These readings did a great job of reminding the reader that although they are discussing physical changes, these physical changes also affect the adolescent’s self-image and self-esteem which can lead to other issues in regards to developing in a positive way like adolescents need too.  A Guy’s Guide to Body Image was a great reminder about how males struggle with body image concepts as well.  Being a female we are all aware of what we are “supposed” to look like.  But I often forget to stop and think about what males are “supposed” to look like as well.

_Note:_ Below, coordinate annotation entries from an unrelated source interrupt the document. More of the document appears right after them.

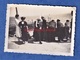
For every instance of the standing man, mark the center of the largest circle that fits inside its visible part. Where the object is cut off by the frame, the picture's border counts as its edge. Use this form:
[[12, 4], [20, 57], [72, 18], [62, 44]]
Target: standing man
[[67, 27], [44, 26], [24, 27], [59, 30]]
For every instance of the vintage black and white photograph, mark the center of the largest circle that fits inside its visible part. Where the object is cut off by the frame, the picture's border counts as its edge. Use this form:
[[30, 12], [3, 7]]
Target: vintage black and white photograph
[[40, 29]]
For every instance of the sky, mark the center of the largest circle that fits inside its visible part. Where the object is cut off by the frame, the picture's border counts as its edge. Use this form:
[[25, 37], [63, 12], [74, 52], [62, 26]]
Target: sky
[[33, 12]]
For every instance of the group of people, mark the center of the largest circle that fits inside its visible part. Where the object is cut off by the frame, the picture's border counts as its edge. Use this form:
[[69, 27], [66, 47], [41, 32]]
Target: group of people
[[43, 30]]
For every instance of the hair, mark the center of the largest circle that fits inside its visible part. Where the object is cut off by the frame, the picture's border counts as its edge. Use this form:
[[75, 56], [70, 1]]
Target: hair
[[58, 20], [22, 18]]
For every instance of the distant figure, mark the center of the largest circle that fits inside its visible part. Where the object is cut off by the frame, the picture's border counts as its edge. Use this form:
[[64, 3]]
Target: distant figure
[[44, 26], [67, 27], [18, 30], [60, 32], [24, 27], [53, 28]]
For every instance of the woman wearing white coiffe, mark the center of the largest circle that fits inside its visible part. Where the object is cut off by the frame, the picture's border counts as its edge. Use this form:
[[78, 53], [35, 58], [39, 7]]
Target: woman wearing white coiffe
[[18, 30]]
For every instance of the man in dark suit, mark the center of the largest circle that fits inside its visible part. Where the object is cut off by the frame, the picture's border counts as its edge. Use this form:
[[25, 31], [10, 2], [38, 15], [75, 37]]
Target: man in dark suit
[[23, 26], [44, 26], [60, 30]]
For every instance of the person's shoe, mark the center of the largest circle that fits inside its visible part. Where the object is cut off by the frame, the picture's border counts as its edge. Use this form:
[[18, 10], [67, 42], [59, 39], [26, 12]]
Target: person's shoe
[[40, 42]]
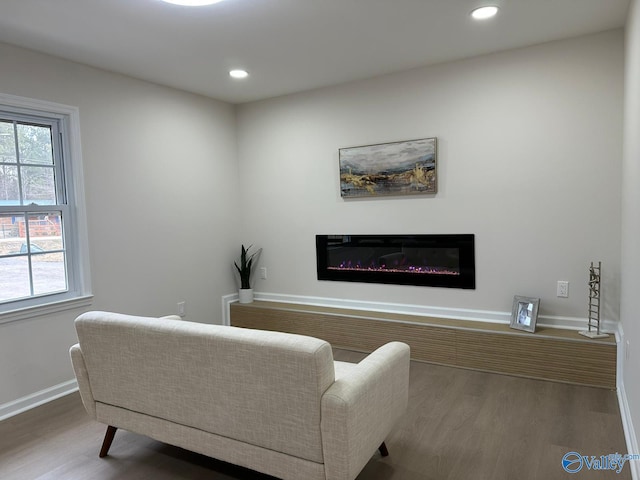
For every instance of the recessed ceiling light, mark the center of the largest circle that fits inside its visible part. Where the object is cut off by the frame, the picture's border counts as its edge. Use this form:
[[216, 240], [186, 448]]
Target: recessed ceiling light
[[192, 3], [238, 74], [484, 12]]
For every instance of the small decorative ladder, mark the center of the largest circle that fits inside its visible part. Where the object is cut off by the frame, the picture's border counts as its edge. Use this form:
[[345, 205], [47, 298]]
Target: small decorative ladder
[[594, 303]]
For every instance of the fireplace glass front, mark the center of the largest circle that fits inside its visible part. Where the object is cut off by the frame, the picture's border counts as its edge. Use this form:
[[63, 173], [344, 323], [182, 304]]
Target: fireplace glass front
[[425, 260]]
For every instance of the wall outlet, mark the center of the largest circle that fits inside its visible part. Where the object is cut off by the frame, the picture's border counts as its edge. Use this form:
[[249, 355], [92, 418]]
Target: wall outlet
[[563, 289], [182, 309]]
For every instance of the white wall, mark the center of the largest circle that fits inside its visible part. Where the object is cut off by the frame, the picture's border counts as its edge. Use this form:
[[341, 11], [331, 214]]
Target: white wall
[[630, 218], [161, 183], [529, 160]]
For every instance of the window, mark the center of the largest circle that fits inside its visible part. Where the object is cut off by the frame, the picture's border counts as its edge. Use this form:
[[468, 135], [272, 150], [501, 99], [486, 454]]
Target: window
[[42, 244]]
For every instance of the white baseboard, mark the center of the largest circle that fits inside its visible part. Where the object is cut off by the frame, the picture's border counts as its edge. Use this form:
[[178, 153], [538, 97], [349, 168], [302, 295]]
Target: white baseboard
[[629, 432], [625, 413], [33, 400], [572, 323]]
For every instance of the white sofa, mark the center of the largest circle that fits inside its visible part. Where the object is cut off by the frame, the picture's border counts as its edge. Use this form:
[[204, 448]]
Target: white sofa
[[269, 401]]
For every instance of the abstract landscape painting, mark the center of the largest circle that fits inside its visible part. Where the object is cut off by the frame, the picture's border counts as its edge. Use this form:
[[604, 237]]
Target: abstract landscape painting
[[397, 168]]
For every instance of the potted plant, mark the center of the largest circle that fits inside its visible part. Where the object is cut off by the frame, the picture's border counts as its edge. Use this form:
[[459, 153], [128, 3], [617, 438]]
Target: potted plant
[[245, 294]]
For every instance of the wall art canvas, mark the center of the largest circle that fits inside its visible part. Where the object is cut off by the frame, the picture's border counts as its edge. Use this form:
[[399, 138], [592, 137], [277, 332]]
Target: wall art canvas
[[397, 168]]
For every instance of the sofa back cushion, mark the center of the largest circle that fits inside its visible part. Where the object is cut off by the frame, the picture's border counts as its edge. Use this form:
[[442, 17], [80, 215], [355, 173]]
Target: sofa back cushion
[[259, 387]]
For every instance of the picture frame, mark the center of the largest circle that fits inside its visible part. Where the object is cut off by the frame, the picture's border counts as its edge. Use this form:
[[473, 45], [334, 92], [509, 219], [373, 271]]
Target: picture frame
[[524, 313], [407, 167]]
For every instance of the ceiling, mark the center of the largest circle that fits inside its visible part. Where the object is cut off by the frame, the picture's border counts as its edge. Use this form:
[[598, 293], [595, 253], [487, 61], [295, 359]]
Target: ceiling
[[287, 45]]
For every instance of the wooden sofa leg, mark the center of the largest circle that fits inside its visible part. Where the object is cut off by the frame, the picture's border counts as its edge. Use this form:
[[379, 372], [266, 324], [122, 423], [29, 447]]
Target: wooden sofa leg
[[108, 438], [383, 450]]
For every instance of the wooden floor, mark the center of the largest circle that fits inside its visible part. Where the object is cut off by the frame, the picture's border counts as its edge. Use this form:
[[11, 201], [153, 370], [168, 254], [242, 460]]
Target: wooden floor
[[460, 424]]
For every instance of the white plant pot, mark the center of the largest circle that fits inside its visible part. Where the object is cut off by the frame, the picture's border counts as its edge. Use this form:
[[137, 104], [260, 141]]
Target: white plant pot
[[245, 295]]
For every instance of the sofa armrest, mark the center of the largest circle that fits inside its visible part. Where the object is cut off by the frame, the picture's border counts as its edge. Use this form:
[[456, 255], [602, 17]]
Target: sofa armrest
[[361, 407], [82, 376]]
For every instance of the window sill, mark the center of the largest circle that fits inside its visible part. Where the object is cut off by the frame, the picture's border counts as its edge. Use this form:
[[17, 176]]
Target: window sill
[[48, 309]]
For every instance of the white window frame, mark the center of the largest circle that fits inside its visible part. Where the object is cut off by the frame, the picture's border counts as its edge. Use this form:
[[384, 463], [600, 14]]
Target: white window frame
[[77, 247]]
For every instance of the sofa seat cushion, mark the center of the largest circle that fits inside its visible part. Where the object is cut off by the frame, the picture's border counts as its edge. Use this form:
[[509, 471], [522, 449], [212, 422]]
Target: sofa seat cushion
[[259, 387]]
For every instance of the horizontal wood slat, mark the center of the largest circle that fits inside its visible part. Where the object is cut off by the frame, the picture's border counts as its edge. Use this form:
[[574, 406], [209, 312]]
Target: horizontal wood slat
[[549, 354]]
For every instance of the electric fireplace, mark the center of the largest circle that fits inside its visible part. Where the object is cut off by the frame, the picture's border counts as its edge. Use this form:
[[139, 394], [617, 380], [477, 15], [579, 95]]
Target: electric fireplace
[[425, 260]]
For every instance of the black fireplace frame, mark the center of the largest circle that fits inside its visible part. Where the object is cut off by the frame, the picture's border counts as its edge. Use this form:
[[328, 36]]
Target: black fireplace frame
[[465, 243]]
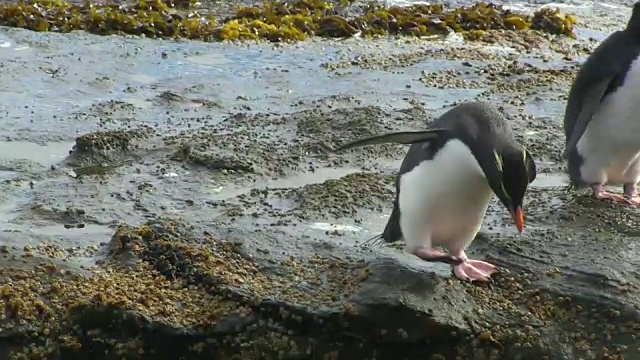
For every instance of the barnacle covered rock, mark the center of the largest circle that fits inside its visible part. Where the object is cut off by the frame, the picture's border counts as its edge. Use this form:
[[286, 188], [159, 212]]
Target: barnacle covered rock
[[292, 20]]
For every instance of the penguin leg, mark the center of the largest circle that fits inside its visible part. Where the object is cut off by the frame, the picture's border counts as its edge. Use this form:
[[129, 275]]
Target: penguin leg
[[600, 193], [473, 270], [430, 254], [631, 193], [417, 236]]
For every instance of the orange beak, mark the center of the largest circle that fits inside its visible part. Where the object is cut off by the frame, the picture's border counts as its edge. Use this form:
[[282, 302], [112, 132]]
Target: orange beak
[[518, 218]]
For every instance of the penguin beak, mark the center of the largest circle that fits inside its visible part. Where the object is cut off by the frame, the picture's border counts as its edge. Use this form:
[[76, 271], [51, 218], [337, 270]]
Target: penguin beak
[[518, 217]]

            As stated in our first day of class, “you teach who you are”, it feels appropriate to give my own physical development story.  I was one of those young adolescent girls who grew to her full physical height and size around the age of twelve.  Up until a few years ago I still had clothes in my closet that I had worn in Middle School because they still fit!  Being the first in my class to start wearing a bra, I was quickly on the “outs” within my own age group.  At slightly under six feet in the sixth grade my basketball and volleyball coaches loved this new development.  I however felt very awkward and out of place on many occasions…I still can’t wear high heels very well.  One of my close female friends did not become physically developed until around the tenth grade and by then she was jealous of me which further confused me as I was already sick of having menstrual cycles at that point.  My mom even told me that people would ask her why her child was playing with children who were younger than her to which my mom would politely state I wasn’t as the children I was playing with were my same age even though I was twice their size.  Reading these articles really reminded me how this early development affected other aspects of my development.
            For example, I have issues dating men who are shorter than me.  It is a 100% self-esteem and body image issue which I have yet to be able to shake off from developing earlier than my peers.  I have managed to date men who are the same height as me…but shorter, you can forget about it!  In the sixth grade I had a “boyfriend” who refused to dance with me at a school dance which broke my heart.  It wasn’t until a few years later that I realized he probably didn’t want to dance with me because he was shorter than me and came up to right around my chest.  I also had a couple of older men who tried to “pick me up” before I even knew what that was because I was only twelve.  The most memorable and horrify of which was in a hot tube at a ski resort where a sixteen year old continued to flirt with me even after I told him I was only twelve and didn’t want anything to do with that.  I went crying to my mom who blamed herself for not going down to the hot tub with me. 
These may seem like silly examples, but these readings along with my past experiences really helped me put into perspective how developing physically early or late can greatly affect other aspects of an adolescents development.  It came no surprise to me that adolescents who do have early or late physical development and adolescents who struggle with defining their sexual identity are at higher risks for risky behavior, suicide attempts, sexual activity, and other issues.  These issues are not easy to deal with and the adolescent will often feel alone and ashamed of that feeling.  It amazes me that people still believe being gay, lesbian, or bisexual is a mental illness that can be “cured” and frankly, it disgusts me.  We are all human beings, why isn’t that enough to be able to accept one another as we are?
Lastly, the Recognizing Healthy and Unhealthy Sexual Development in Children article really shocked me for some reason.  I had never thought of the idea that children have “sexual play” or how children move from being innocent and unaware of the idea and concept of sex to hormones raging everywhere.  It makes sense that children would display sexual play before they become adolescents, I just always thought of this as children displaying love and affection instead of using the label “sexual play”.  It also really saddens me that some children are sexually reactive which will greatly affect their future development in many ways.  It really is amazing how the physical development of an adolescent can greatly contribute to the overall development.